"Quien canta su mal espanta", reza el refrán, mas ¿quien cuenta que males espanta?, ¿espanta alguno?, es más ¿qué pretende quien cuenta?. Una vez me llamaron para contar en un pequeño pueblo de navarra, Arano. Dicen que es el único pueblo de Navarra desde el que se divisa la mar. Pero quizás lo más importante es que en ese pueblo nació y se crió mi abuelo, hecho que, tal vez, no sea tan determinante para la humanidad, pero sí para mi imaginario. Diminuto pueblo enclavado en un alto a mitad de camino entre Hernani y Goizueta, y a unas tres horas de caminata desde mi pueblo, atravesando un maravilloso bosque de hayas, robles y castaños. Pueblo rodeado de montes y cromlechs (construcción funeraria megalítica, inspiradora de la teoría del vacío en Oteiza). El caso es que me llamaron para contar cuentos. Sesión entrañable para mí ya que iba a contar historias allí desde donde surgieron muchas historias familiares. Disfruté de la sesión, pero unas semanas después una narradora amiga me contó. Ella estuvo contando después de pasar yo y, claro, le comentaron mi presencia, pero le contaron algo más. Una mujer mayor recién enviudada decidió asistir con una amiga a mi sesión, para de esta forma olvidarse de su pena escuchando cuentos. No esperaba que alguna historia tratase el tema de los cementerios y la muerte.

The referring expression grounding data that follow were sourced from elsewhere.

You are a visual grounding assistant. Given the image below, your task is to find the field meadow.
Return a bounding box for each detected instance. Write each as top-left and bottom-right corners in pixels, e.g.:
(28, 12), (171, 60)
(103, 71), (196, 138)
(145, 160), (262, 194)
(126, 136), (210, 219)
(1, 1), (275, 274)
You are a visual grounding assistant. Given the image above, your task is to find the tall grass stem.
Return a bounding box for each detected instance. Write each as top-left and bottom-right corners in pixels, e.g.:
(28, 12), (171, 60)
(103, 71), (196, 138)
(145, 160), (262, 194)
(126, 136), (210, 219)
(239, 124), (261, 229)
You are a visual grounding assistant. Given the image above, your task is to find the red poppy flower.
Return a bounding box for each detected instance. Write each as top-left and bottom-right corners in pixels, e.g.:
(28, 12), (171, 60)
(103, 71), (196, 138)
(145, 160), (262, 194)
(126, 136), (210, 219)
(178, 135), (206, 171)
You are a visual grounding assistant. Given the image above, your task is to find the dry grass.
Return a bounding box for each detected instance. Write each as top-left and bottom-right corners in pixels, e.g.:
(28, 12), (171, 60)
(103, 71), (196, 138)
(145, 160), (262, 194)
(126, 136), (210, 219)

Pobre mujer. ¿Qué pensamientos y sentimientos circularían por su ser escuchando tal historia? ¿A qué lugar se trasladaría sin el conocimiento del narrador? ¿A donde viaja la palabra en el entendimiento del que escucha?
El narrador que avienta palabras, ¿hacia dónde navega? ¿Qué mares invita a transitar? Quién cuenta debería saber que las historias no pertenecen a si mismo, sino a quien las embarca en su nave, pero para ello el narrador también habrá de embarcar.
¿Quien cuenta su mal espanta? Complicada respuesta, aunque puede ser que la encontremos en ese lugar común que es la comunicación humana.